Decision 2 : Age-gated content with unified navigation

The core challenge was serving a 9-year developmental span without building separate apps. I established the design principle: "optimize for the youngest user, then add power features for older users." This led to an IA with large icon-based category browsing (Festivals, Stories, Songs) that 3-year-olds could use, plus search that older children could leverage. Age selection at onboarding determines content visibility across all categories. I created the IA structure, user flows, and wireframes that our junior UX designer detailed for development.
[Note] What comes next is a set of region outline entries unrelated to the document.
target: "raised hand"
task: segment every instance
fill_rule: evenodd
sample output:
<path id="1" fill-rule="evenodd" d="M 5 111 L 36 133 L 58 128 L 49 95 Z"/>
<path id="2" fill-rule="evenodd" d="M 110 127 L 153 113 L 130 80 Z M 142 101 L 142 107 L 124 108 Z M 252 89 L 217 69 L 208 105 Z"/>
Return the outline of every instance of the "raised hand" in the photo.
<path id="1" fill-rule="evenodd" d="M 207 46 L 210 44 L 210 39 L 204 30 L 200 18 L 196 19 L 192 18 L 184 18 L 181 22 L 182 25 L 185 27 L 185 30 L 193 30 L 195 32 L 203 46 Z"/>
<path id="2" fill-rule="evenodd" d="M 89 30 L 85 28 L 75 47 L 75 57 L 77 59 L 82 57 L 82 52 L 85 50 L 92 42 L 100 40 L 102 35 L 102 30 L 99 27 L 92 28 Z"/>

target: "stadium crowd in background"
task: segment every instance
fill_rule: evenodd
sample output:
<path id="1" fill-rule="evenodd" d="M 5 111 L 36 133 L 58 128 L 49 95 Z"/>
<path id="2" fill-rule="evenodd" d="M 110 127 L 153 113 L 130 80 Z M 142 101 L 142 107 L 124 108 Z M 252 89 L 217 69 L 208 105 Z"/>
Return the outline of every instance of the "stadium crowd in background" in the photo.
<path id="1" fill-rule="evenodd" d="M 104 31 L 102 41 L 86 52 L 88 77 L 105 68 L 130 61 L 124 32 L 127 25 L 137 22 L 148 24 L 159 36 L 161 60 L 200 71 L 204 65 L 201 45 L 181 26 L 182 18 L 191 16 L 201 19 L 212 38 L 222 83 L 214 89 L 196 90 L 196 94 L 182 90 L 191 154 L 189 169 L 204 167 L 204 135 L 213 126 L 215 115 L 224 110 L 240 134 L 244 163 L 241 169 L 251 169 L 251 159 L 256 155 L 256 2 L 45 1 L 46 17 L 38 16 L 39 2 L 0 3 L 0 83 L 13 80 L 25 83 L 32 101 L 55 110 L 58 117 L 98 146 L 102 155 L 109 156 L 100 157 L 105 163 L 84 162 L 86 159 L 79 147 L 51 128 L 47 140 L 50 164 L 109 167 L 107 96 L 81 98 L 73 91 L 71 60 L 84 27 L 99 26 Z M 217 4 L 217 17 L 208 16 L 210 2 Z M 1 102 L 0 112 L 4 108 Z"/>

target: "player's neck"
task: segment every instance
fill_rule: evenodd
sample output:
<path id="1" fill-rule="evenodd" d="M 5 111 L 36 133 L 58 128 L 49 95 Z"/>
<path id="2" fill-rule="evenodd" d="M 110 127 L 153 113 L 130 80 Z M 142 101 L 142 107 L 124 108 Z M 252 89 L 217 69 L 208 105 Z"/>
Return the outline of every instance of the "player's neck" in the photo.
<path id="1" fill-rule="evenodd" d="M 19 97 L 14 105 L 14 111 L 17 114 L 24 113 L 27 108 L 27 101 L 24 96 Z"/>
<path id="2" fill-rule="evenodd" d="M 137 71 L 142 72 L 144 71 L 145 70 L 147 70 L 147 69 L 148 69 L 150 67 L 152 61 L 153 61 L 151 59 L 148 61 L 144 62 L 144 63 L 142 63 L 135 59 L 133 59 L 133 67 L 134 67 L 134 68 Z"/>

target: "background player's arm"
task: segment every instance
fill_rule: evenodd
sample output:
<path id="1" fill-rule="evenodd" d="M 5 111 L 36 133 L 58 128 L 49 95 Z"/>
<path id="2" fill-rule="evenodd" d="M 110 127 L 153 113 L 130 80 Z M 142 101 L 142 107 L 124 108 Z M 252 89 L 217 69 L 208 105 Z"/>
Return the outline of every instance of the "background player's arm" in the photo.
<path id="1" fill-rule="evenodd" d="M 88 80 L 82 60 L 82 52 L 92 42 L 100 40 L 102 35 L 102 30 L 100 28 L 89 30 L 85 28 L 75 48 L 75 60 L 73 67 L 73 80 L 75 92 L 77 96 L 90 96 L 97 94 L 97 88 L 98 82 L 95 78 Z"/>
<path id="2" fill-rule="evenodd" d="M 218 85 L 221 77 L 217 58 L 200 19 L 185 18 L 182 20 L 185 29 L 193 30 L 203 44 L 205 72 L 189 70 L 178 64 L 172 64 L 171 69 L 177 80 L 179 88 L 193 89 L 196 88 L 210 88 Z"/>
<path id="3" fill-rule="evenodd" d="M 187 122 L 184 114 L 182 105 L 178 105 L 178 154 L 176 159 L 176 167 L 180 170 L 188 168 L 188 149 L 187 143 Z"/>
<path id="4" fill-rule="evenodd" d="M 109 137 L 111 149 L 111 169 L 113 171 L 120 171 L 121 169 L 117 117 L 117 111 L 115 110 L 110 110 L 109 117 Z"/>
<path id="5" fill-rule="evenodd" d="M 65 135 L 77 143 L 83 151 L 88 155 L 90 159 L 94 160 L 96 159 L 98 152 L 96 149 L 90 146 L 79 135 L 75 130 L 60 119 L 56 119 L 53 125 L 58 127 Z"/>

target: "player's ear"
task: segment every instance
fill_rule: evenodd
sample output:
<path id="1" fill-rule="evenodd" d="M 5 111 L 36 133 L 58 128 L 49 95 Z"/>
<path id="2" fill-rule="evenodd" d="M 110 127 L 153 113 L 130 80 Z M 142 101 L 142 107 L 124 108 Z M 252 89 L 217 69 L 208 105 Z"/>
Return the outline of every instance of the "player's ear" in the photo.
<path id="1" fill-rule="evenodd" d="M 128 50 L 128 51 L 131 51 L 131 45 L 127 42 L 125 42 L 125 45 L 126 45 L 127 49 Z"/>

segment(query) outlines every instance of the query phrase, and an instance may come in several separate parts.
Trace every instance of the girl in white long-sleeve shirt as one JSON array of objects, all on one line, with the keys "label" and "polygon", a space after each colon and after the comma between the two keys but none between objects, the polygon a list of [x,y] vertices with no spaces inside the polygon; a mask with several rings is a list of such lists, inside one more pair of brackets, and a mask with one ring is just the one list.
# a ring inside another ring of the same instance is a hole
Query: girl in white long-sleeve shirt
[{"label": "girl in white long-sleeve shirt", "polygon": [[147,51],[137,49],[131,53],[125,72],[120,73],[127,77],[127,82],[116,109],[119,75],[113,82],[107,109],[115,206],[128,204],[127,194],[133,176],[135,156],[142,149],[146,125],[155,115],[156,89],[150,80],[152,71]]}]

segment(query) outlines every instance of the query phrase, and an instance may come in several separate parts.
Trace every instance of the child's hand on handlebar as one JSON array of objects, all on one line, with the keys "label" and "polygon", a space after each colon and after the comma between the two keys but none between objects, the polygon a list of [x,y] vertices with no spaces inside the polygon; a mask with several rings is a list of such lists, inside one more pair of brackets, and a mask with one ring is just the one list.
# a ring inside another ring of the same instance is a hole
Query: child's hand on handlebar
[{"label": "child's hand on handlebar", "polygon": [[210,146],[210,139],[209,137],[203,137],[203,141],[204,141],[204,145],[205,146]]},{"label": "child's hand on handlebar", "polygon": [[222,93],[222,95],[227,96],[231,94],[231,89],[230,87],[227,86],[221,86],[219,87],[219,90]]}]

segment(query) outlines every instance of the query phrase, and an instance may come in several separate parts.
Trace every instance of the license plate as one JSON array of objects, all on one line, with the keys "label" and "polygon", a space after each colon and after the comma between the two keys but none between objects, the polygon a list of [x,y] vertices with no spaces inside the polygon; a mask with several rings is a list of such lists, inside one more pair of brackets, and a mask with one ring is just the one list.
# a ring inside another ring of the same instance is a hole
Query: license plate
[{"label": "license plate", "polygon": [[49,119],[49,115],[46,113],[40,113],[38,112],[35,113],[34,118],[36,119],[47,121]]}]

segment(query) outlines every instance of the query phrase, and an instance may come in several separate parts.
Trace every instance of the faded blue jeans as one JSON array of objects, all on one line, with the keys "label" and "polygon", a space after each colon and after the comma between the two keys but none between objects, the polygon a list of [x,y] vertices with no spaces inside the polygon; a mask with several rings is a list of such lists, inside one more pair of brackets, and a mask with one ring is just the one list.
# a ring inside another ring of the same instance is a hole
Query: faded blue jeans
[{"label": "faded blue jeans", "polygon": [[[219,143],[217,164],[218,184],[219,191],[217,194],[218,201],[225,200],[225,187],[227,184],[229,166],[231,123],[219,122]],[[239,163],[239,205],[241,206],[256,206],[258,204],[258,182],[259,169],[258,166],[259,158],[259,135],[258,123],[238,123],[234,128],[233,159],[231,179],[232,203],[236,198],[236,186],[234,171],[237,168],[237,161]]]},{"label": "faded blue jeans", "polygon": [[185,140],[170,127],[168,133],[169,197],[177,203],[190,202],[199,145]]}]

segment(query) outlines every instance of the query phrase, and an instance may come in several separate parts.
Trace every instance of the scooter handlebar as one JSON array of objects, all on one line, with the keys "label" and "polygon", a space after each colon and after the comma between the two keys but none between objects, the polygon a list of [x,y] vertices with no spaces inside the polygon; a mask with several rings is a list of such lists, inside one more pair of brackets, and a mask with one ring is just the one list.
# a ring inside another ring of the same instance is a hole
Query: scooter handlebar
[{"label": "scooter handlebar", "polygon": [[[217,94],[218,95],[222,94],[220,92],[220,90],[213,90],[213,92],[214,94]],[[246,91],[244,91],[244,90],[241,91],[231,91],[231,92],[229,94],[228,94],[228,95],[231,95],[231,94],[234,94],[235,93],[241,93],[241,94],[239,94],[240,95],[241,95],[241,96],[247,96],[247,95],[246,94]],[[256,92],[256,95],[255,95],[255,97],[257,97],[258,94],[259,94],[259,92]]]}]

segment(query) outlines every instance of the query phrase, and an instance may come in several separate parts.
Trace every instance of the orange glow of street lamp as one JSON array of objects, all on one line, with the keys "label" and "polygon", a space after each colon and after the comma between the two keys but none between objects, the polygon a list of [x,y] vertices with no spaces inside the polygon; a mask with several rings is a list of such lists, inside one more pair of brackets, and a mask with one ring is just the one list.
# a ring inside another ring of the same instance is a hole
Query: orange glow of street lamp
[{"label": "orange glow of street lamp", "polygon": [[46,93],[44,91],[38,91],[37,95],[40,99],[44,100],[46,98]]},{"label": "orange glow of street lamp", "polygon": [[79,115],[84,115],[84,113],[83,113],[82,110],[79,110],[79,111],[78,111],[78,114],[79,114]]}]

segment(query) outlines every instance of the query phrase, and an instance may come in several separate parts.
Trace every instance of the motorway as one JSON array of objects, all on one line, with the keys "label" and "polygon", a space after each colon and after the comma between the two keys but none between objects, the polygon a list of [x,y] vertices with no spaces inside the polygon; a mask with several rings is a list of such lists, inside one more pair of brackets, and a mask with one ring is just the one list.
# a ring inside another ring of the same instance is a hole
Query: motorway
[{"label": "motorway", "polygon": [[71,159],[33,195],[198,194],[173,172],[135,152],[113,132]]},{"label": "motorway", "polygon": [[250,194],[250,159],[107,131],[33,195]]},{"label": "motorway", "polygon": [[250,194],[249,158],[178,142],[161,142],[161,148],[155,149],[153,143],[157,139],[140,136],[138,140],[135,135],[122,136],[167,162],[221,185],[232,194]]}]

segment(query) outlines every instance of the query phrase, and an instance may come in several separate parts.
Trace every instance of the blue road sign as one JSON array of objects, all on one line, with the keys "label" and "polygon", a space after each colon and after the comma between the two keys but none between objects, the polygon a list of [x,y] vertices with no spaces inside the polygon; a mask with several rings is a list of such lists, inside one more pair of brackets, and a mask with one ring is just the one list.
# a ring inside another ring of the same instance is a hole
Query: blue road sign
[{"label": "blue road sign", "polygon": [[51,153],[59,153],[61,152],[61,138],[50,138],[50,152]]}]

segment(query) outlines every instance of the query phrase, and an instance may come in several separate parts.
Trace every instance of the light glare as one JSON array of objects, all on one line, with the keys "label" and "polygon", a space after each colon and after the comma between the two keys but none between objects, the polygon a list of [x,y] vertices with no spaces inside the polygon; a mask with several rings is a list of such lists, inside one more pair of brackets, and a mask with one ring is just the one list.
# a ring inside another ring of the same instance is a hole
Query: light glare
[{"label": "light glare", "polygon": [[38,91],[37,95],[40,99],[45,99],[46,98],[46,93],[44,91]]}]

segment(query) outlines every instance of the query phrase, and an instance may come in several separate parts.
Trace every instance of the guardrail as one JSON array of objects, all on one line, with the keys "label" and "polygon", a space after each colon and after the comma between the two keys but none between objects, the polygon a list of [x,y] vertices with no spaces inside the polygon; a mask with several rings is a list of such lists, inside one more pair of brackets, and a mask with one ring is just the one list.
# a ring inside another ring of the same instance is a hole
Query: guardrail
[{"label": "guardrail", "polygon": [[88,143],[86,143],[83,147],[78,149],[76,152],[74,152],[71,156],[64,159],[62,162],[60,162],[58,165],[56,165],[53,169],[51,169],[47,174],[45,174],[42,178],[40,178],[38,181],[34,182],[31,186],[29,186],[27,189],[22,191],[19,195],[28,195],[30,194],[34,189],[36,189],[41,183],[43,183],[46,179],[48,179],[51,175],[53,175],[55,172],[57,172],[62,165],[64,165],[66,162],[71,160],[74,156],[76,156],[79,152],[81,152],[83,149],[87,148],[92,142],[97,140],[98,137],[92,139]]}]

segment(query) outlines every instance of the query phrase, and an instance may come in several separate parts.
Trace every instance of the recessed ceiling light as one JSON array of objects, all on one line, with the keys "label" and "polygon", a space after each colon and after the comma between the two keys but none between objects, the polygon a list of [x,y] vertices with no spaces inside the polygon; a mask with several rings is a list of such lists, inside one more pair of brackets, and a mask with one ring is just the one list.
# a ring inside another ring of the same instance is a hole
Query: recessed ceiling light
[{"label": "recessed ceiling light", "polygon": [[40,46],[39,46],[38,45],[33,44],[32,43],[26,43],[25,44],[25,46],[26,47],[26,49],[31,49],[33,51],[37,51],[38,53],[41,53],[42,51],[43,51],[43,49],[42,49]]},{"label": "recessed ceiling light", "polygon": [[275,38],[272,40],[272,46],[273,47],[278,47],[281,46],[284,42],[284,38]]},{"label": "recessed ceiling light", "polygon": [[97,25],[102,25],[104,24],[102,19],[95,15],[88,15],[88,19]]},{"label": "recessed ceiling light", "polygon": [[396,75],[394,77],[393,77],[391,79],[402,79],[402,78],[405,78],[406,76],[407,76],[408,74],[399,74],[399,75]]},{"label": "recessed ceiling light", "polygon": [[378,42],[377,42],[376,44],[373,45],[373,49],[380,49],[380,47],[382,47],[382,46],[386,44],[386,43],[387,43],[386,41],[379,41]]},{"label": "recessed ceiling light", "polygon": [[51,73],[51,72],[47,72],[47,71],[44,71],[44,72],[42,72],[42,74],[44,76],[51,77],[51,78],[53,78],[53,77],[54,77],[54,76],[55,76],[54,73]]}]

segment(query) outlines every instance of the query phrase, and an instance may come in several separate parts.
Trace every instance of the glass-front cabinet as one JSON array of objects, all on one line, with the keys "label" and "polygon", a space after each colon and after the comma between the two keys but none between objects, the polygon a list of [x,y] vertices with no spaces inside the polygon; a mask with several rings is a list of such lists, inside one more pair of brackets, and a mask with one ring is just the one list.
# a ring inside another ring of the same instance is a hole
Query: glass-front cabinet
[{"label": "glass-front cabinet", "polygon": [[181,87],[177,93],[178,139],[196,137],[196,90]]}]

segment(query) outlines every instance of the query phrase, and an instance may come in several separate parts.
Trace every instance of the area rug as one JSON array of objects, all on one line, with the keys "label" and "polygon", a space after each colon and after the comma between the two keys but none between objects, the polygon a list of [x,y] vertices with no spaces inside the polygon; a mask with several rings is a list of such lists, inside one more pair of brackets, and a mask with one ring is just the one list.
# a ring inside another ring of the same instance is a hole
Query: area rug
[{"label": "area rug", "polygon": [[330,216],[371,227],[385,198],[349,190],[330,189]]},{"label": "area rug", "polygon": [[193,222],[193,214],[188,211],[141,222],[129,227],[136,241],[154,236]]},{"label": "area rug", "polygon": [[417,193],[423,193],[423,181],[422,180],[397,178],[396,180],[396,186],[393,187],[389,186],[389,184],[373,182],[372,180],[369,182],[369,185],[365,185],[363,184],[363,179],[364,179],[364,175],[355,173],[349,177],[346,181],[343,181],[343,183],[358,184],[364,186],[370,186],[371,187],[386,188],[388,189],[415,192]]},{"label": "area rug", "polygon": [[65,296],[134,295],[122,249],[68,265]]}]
Decision 3 : Separated parental controls

Parents needed transparency (watch history, time limits, content filtering) to build trust and convert to paid subscribers. However, UX best practices for children's products suggest that visible parental controls reduce child engagement and sense of autonomy. I architected a dual-experience: children see a seamless, unrestricted interface while parents access comprehensive controls via PIN-protected settings. This required designing two distinct user flows and states within one app. I created wireframes for both experiences and guided our junior UX designer through detailed flow development.

Building the experience

The visual design team translated my wireframes and design principles into high-fidelity screens. Here are key screens showing how the three core decisions manifested in the final design

Outcomes & Impact

While the product didn't launch due to funding constraints, my UX foundation delivered tangible value:

Framework adoption

Design principles framework adopted by founders and dev team, informing all product and technical decisions

Team Development

Mentored junior visual designer (fresh from college) on UX fundamentals: consistency, layout best practices, mobile patterns—accelerating their growth to professional-level work

Strategic Assets Delivered

Complete IA, age-segmented flows, and wireframes for all features handed to founders, ready for future development

Process Establishment

Created startup's first structured UX practice: principles documentation, Figma organization, critique processes

Reflections

Working on an unshipped product taught me valuable lessons:

Designing for Uncertainty

In startups, work may not ship as planned. Creating scalable foundations (principles, IA, reusable flows) delivers value regardless of outcome.

Mentorship Under Constraints

Leading a junior designer required balancing education with execution—teaching fundamentals over perfectionism enabled contribution within tight timelines.

Measuring Success Differently

Without launch metrics, success = de-risking decisions, creating reusable assets, up skilling team. By those measures, this succeeded.

What I'd Do Differently

Conduct lightweight user testing earlier myself (5-8 children) rather than delegating, to validate icon-based navigation and avatar decisions before final execution.